Una protesta pacifica, nel pieno centro di St. Louis. La morte del giovane di colore Michael Brown a Ferguson, lo scorso agosto, è una ferita ancora aperta negli Stati Uniti, e proprio in questi giorni un Grand Jury dovrà decidere se incriminare o meno il poliziotto bianco che gli ha sparato. Il problema delle forze di polizia è un dato di fatto, e non solo negli USA

Centinaia di persone sono scese in piazza per chiedere giustizia, si sono sdraiati in strada e hanno disegnato con un gesso i contorno dei loro corpi, proprio come sulle scene del crimine. Una scena toccante che, purtroppo, non è confinata solo al di là dell’Oceano. Il rapporto con le forze dell’ordine anche da noi è quantomeno controverso. Dal recente caso Cucchi fino a tornare indietro alla mattanza di Genova nel 2001, la nostra storia recente è costellata di episodi ombrosi in cui l’operato delle forze dell’ordine non è stato dei più cristallini. Ogni episodio ha la sua storia ed è giusto, in questi casi come nella vita in generale, non generalizzare, però, è un dato di fatto che oramai l’uomo in divisa incute un po’ di timore. E forse, anche a ragione. È questione di rapporto di forza e di fiducia.

Alla base c’è un semplice fatto, che poi è anche il fondamento del ruolo delle forze dell’ordine nella nostra vita: la folla può essere fuori controllo quanto si vuole e il giovane spacciatore può opporre tutta la resistenza violenta che vuole, ma è inoppugnabile il principio che, qualsiasi cosa succeda, il rapporto di forza è sempre a favore di chi indossa la divisa.
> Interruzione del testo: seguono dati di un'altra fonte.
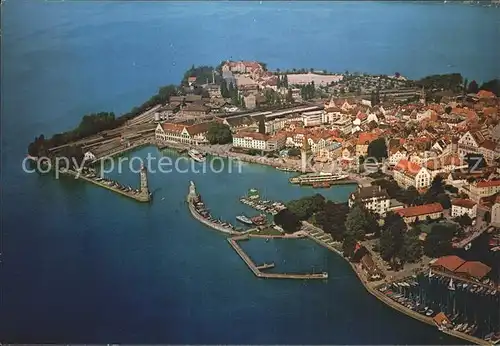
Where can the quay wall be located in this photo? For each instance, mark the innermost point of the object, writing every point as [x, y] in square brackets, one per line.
[140, 197]
[251, 265]
[395, 305]
[121, 151]
[215, 226]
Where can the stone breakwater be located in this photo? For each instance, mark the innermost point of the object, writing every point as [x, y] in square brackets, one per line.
[258, 273]
[143, 197]
[208, 223]
[371, 288]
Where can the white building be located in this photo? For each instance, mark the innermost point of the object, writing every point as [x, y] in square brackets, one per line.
[481, 189]
[397, 155]
[258, 141]
[461, 207]
[313, 118]
[344, 125]
[475, 143]
[495, 213]
[89, 156]
[181, 133]
[373, 198]
[408, 174]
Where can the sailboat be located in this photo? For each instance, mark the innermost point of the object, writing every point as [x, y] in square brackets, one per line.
[451, 286]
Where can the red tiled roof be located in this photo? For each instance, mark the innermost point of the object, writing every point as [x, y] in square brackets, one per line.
[408, 167]
[488, 144]
[485, 94]
[420, 210]
[465, 203]
[441, 319]
[488, 183]
[450, 263]
[170, 127]
[366, 137]
[475, 269]
[254, 135]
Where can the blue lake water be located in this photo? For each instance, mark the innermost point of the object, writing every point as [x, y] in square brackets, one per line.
[81, 264]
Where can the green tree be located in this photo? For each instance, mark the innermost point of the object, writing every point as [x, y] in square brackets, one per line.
[493, 86]
[224, 90]
[392, 237]
[438, 241]
[378, 149]
[285, 81]
[219, 134]
[487, 217]
[262, 125]
[306, 207]
[411, 251]
[464, 220]
[332, 218]
[473, 87]
[357, 222]
[294, 152]
[287, 220]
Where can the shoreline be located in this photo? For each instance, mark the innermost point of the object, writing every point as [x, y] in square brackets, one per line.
[392, 304]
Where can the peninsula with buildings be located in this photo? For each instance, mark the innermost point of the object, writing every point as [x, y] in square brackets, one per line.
[421, 230]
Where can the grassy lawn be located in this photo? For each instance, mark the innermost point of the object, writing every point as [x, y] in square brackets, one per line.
[267, 231]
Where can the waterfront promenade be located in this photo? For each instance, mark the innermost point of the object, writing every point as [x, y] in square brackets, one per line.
[258, 273]
[140, 196]
[213, 225]
[371, 287]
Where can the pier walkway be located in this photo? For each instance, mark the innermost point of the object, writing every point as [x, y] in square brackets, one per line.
[191, 198]
[141, 196]
[216, 226]
[462, 243]
[314, 233]
[257, 269]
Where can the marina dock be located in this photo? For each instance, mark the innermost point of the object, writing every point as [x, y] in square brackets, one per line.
[192, 197]
[269, 207]
[257, 269]
[140, 195]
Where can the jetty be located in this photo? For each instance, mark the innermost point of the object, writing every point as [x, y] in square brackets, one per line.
[141, 195]
[269, 207]
[257, 269]
[201, 215]
[469, 239]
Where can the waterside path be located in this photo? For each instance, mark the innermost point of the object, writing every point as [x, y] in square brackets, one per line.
[371, 287]
[257, 269]
[141, 196]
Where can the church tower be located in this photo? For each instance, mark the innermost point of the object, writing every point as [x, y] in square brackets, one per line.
[144, 189]
[303, 154]
[422, 96]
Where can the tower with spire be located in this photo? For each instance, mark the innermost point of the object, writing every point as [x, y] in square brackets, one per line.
[422, 96]
[303, 154]
[144, 194]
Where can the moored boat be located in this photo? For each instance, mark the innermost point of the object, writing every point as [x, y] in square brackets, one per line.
[196, 155]
[322, 177]
[244, 219]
Ed è giusto che sia così. Sono loro che custodiscono la nostra sicurezza e solo a loro spetta il compito di proteggerci, in alcuni casi anche da noi stessi. In mancanza di questo le forze dell’ordine non sarebbero più forze dell’ordine, la loro divisa sarebbe svuotata di senso e, soprattutto, non avrebbero più l’autorità, anche morale, per fare al meglio il loro dovere.
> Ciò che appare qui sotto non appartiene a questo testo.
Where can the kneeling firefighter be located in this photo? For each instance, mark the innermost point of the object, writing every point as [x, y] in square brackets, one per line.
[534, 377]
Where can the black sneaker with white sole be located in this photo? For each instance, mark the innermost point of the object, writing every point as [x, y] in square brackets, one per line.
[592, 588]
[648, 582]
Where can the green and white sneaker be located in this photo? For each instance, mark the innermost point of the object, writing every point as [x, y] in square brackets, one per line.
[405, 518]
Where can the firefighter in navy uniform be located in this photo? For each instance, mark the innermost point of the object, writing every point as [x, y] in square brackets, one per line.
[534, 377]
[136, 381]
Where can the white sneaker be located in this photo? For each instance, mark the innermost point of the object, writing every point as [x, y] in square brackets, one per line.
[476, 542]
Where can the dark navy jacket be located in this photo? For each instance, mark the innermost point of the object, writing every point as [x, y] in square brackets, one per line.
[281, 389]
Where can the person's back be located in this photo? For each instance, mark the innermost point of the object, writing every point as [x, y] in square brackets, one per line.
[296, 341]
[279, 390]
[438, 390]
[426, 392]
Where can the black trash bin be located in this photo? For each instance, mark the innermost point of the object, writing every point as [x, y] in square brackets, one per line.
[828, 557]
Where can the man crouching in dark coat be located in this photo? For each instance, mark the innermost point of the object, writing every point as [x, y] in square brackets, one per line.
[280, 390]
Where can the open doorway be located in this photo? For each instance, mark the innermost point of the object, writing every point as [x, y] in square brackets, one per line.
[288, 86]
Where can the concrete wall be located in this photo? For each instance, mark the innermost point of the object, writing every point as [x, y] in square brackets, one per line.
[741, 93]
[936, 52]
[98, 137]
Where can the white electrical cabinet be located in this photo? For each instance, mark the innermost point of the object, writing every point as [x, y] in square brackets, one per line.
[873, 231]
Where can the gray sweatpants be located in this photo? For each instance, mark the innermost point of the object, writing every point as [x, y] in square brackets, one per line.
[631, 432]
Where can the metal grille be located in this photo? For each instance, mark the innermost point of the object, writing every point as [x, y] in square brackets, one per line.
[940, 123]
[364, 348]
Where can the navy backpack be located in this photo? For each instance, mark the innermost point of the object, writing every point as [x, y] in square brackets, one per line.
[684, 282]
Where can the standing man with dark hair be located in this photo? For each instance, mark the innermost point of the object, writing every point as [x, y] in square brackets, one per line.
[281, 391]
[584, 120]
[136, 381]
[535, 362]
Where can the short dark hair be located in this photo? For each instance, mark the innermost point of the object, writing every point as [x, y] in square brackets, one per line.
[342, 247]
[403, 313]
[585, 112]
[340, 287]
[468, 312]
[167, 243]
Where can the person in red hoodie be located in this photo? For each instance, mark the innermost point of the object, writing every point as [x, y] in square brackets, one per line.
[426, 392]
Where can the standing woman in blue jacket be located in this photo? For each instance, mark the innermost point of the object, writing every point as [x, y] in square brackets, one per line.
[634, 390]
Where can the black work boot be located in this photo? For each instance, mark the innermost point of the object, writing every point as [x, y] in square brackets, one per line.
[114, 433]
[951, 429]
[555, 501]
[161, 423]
La fiducia, invece, è la condizione indispensabile perché questo legame resti saldo e soprattutto sano. La polizia, passatemi la similitudine, è per certi versi il Super Io che ci siamo costruiti razionalmente: il Capo della Polizia rappresenta il dipartimento della Pubblica Sicurezza, cioè un’articolazione del Ministro dell’Interno, cioè lo Stato, cioè, in definitiva, noi. Le forze dell’ordine sono il controllo che noi stessi ci siamo imposti, siamo noi ad avergli “armato la mano” ed è per questo che dobbiamo riporre in loro la massima fiducia. Quando incontriamo un poliziotto dobbiamo sentirci protetti, quando siamo dentro a una caserma la dobbiamo considerare come il luogo più sicuro al mondo, quando ci controllano i documenti dobbiamo sentirlo a pelle che viene fatto per la nostra sicurezza. Se viene a mancare questo, anche soltanto a causa di un episodio isolato, vengono minate tutte le ragioni su cui si fonda il senso delle forze dell’ordine. Essendo le forze dell’ordine costituite da uomini, lo sbaglio, anche grave, ci può stare, è fisiologico e nell’ordine della fallibilità umana. In questi casi, la fiducia si mantiene se l’errore viene riconosciuto prima di tutto e poi, va da sé, rimediato con provvedimenti equi. Pretendere l’impunità  in caso di sbaglio, o peggio, giustificare le proprie azioni e arrivare addirittura a negarle (che siano gli ignobili fatti di Genova oppure il calpestamento volontario di una manifestante a terra), è quanto di più sbagliato possa fare un organo di controllo.

Per questo appoggiamo in pieno la manifestazione pacifica dei ragazzi di St Louis e speriamo che il processo che si terrà in questi giorni dalle loro parti possa stabilire delle responsabilità. Come del resto, tornando in Italia, speriamo che la nostra Cassazione sappia dare risposte in merito alla morte di Stefano Cucchi. Abbiamo bisogno di chiarezza, dobbiamo tornare a fidarci.